When applying SGD optimization, we always decrease the value of the weights, but why?
As far as I know, the meaning of derivative like dy/db is
“When the value of b change a little bit(close to 0), how would the function y change”?
But it do not say anything like _“decrease the value of b(b -= learning_rate * dy/db) can decrease lost”
Besides, there are many weights out there, when using SGD, we just decrease all of the weights all together, most amazing part is, this simple strategy work.
We don’t decrease the weights, we just change them in the direction opposite to the gradient.
When training using gradient descent, the quantity we are interested in is dLoss / dW. As you know, this quantity gives us the change in the loss as the weights increase slightly.
Let the gradient update W(i + 1) = W(i) - step_size * dLoss / dW.
Let’s see how this equation automatically ensures that we always update the weights in the right direction.
Assume that W(i) = 5 and step_size = 0.1.
a) dLoss / dW is positive, say 2.
A small positive change in W causes the loss to increase.
We should be making negative changes in W (or decreasing it).

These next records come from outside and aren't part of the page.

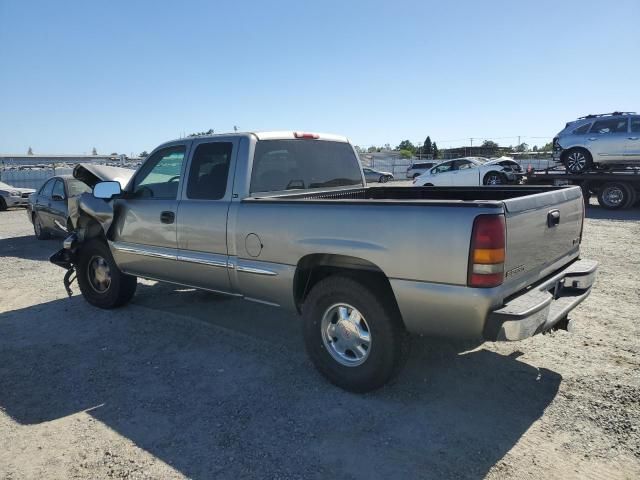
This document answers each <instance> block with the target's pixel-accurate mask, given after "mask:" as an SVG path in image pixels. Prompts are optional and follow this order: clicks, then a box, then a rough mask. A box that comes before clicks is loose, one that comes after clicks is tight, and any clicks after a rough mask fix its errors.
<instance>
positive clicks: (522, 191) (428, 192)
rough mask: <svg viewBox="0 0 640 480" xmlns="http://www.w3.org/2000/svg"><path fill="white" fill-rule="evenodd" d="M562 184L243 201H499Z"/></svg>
mask: <svg viewBox="0 0 640 480" xmlns="http://www.w3.org/2000/svg"><path fill="white" fill-rule="evenodd" d="M565 188H566V187H555V186H541V185H536V186H523V185H519V186H500V187H493V186H492V187H393V186H389V187H359V188H351V189H340V190H326V191H314V192H309V191H305V192H291V193H276V194H270V195H265V196H260V197H250V198H247V199H245V200H244V201H258V200H259V201H278V202H283V201H296V202H297V201H301V200H302V201H304V200H313V201H314V203H317V202H316V201H318V200H329V201H336V200H342V201H358V203H361V202H359V201H362V200H367V201H371V203H379V202H384V203H399V204H404V203H411V204H420V203H425V204H433V203H436V204H439V205H441V204H443V203H449V204H452V203H455V204H458V205H459V204H460V202H474V201H481V202H483V203H486V202H500V203H501V201H502V200H509V199H514V198H522V197H529V196H531V195H536V194H540V193H549V192H554V191H555V192H561V191H562V190H563V189H565ZM562 196H563V195H562V194H559V195H553V196H550V197H549V200H550V201H553V200H555V199H558V198H559V197H562Z"/></svg>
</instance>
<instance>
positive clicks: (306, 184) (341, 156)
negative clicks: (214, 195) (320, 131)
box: [251, 140, 362, 193]
mask: <svg viewBox="0 0 640 480" xmlns="http://www.w3.org/2000/svg"><path fill="white" fill-rule="evenodd" d="M351 185H362V173H361V171H360V165H359V163H358V159H357V157H356V155H355V154H354V152H353V148H352V147H351V145H350V144H348V143H345V142H328V141H323V140H261V141H259V142H258V143H257V144H256V150H255V154H254V157H253V171H252V173H251V193H254V192H274V191H279V190H294V189H305V188H323V187H343V186H351Z"/></svg>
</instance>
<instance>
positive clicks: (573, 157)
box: [562, 148, 593, 173]
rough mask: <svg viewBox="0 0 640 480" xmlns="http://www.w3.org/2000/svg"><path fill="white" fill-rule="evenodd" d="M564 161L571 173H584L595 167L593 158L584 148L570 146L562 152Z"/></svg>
mask: <svg viewBox="0 0 640 480" xmlns="http://www.w3.org/2000/svg"><path fill="white" fill-rule="evenodd" d="M562 163H563V164H564V166H565V168H566V169H567V172H569V173H584V172H587V171H589V170H591V168H592V167H593V158H592V157H591V154H590V153H589V152H588V151H587V150H585V149H584V148H570V149H569V150H567V151H566V152H564V153H563V154H562Z"/></svg>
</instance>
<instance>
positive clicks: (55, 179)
mask: <svg viewBox="0 0 640 480" xmlns="http://www.w3.org/2000/svg"><path fill="white" fill-rule="evenodd" d="M55 183H56V179H55V178H54V179H51V180H49V181H48V182H47V183H45V184H44V185H43V186H42V188H41V189H40V192H38V193H39V195H42V196H43V197H46V198H51V195H52V193H53V186H54V184H55Z"/></svg>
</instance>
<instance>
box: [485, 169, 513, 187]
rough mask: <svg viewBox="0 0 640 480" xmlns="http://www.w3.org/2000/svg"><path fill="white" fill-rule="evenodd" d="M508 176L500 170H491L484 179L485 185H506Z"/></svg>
mask: <svg viewBox="0 0 640 480" xmlns="http://www.w3.org/2000/svg"><path fill="white" fill-rule="evenodd" d="M506 183H507V178H506V177H505V176H504V175H503V174H501V173H500V172H489V173H487V174H486V175H485V176H484V178H483V179H482V184H483V185H505V184H506Z"/></svg>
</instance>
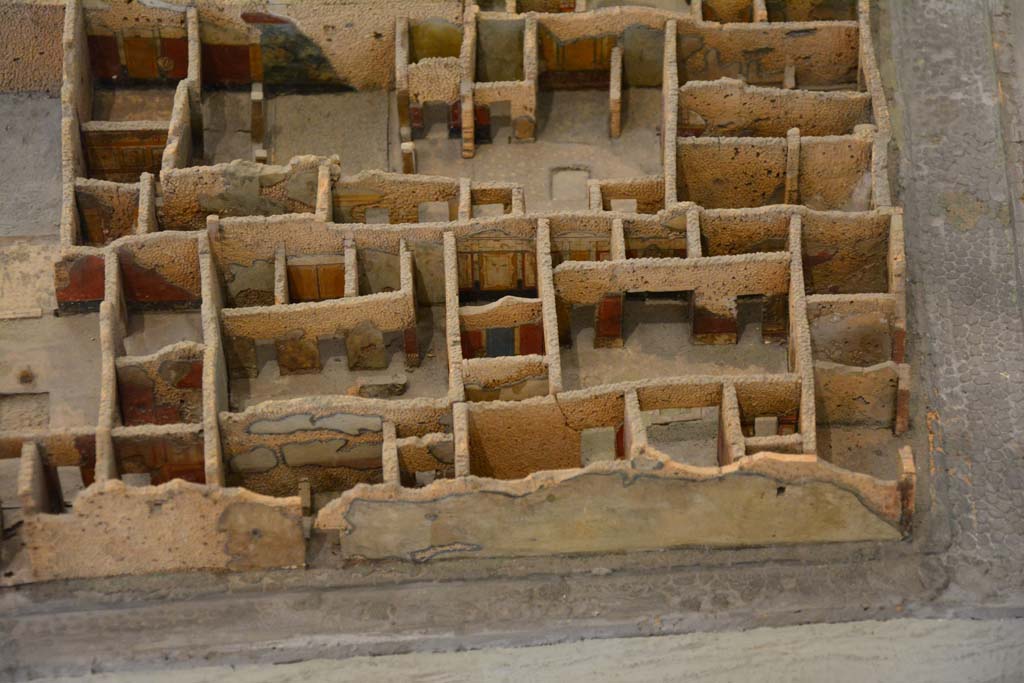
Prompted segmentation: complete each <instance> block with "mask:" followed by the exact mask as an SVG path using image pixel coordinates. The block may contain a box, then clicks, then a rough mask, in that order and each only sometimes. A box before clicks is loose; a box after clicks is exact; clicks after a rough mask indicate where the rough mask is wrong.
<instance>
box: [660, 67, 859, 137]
mask: <svg viewBox="0 0 1024 683" xmlns="http://www.w3.org/2000/svg"><path fill="white" fill-rule="evenodd" d="M688 112H692V113H694V114H697V115H699V116H700V118H701V119H702V120H703V126H705V128H703V130H702V133H701V134H702V135H709V136H751V135H753V136H761V137H785V134H786V132H787V131H788V130H790V129H791V128H799V129H800V133H801V135H846V134H849V133H852V132H853V128H854V126H857V125H858V124H862V123H870V120H871V96H870V95H869V94H868V93H866V92H817V91H813V90H782V89H779V88H764V87H758V86H753V85H746V84H745V83H743V82H742V81H738V80H736V79H731V78H729V79H721V80H718V81H690V82H688V83H686V84H685V85H684V86H683V87H682V88H680V89H679V116H680V120H681V121H687V120H688V119H687V113H688Z"/></svg>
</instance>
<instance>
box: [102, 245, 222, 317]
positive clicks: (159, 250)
mask: <svg viewBox="0 0 1024 683" xmlns="http://www.w3.org/2000/svg"><path fill="white" fill-rule="evenodd" d="M113 247H114V248H115V249H116V250H117V253H118V260H119V262H120V264H121V273H122V281H123V283H124V296H125V301H126V302H127V304H128V306H129V307H134V308H158V309H167V308H199V306H200V303H201V302H202V294H201V291H200V276H199V251H198V248H197V244H196V236H195V234H183V233H180V232H152V233H148V234H141V236H136V237H132V238H126V239H123V240H122V241H120V242H117V243H115V244H114V245H113Z"/></svg>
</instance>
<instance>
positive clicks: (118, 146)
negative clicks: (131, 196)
mask: <svg viewBox="0 0 1024 683" xmlns="http://www.w3.org/2000/svg"><path fill="white" fill-rule="evenodd" d="M87 49H88V53H89V66H90V68H91V81H90V82H89V83H88V84H79V85H78V87H79V88H86V87H87V88H89V89H90V92H89V94H88V98H87V100H85V101H89V103H90V105H91V109H90V111H89V112H87V113H83V112H81V110H80V111H79V116H80V121H79V125H80V129H81V135H82V147H83V153H84V156H85V167H86V169H87V170H86V173H87V176H88V177H90V178H98V179H101V180H114V181H118V182H137V181H138V177H139V174H141V173H142V172H150V173H159V171H160V167H161V162H162V158H163V154H164V147H165V145H166V144H167V133H168V128H169V127H170V121H171V111H172V109H173V106H174V97H175V92H176V86H177V83H178V82H179V81H180V80H181V79H183V78H184V77H185V76H186V75H187V70H188V47H187V39H186V38H185V35H184V27H183V26H181V27H163V28H162V29H161V30H160V31H157V32H153V33H150V34H146V35H131V32H129V31H124V32H122V33H121V34H117V35H99V34H96V35H88V36H87ZM79 99H80V101H83V98H82V96H81V93H80V95H79Z"/></svg>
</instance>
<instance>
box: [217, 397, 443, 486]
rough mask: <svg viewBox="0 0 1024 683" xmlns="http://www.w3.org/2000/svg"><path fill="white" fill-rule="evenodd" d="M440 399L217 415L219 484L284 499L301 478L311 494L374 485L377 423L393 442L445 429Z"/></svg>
mask: <svg viewBox="0 0 1024 683" xmlns="http://www.w3.org/2000/svg"><path fill="white" fill-rule="evenodd" d="M450 420H451V412H450V411H449V408H447V401H446V400H444V399H437V400H434V399H412V400H401V401H391V400H386V399H373V398H357V397H349V396H331V397H326V396H322V397H311V398H301V399H295V400H287V401H267V402H263V403H260V404H258V405H255V407H253V408H250V409H248V410H247V411H245V412H243V413H221V415H220V429H221V438H222V441H223V446H224V462H225V464H226V472H225V477H226V480H227V482H228V484H232V483H233V484H240V485H244V486H246V487H247V488H250V489H252V490H256V492H258V493H262V494H267V495H272V496H288V495H292V494H294V493H295V492H296V490H297V486H298V482H299V480H300V479H302V478H307V479H309V481H310V484H311V486H312V489H313V490H314V492H316V490H321V492H332V490H334V492H337V490H343V489H346V488H350V487H351V486H354V485H355V484H356V483H360V482H362V483H380V482H381V481H382V480H383V473H382V460H381V456H382V441H383V423H384V422H385V421H388V422H393V423H394V424H395V426H396V430H397V433H398V436H400V437H409V436H422V435H425V434H431V433H437V432H443V431H445V430H447V429H450V427H449V425H450Z"/></svg>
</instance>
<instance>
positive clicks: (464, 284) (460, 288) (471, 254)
mask: <svg viewBox="0 0 1024 683" xmlns="http://www.w3.org/2000/svg"><path fill="white" fill-rule="evenodd" d="M458 260H459V289H460V290H471V289H473V255H472V254H466V253H463V254H459V259H458Z"/></svg>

W(i + 1) = 5 - 0.1 * 2 = 4.8, weights decrease.
b) dLoss / dW is negative, say -2.
A small positive change in W causes the loss to decrease.
We should be making positive changes in W (or increasing it).
W(i + 1) = 5 - 0.1 * -2 = 5.2, the weights increase!
I have made a number of simplifying assumptions in the above explanation, but the intuition carries over to the case of higher dimensions.
Thanks, your explanation is very intuitive, your clear my mind from miasma.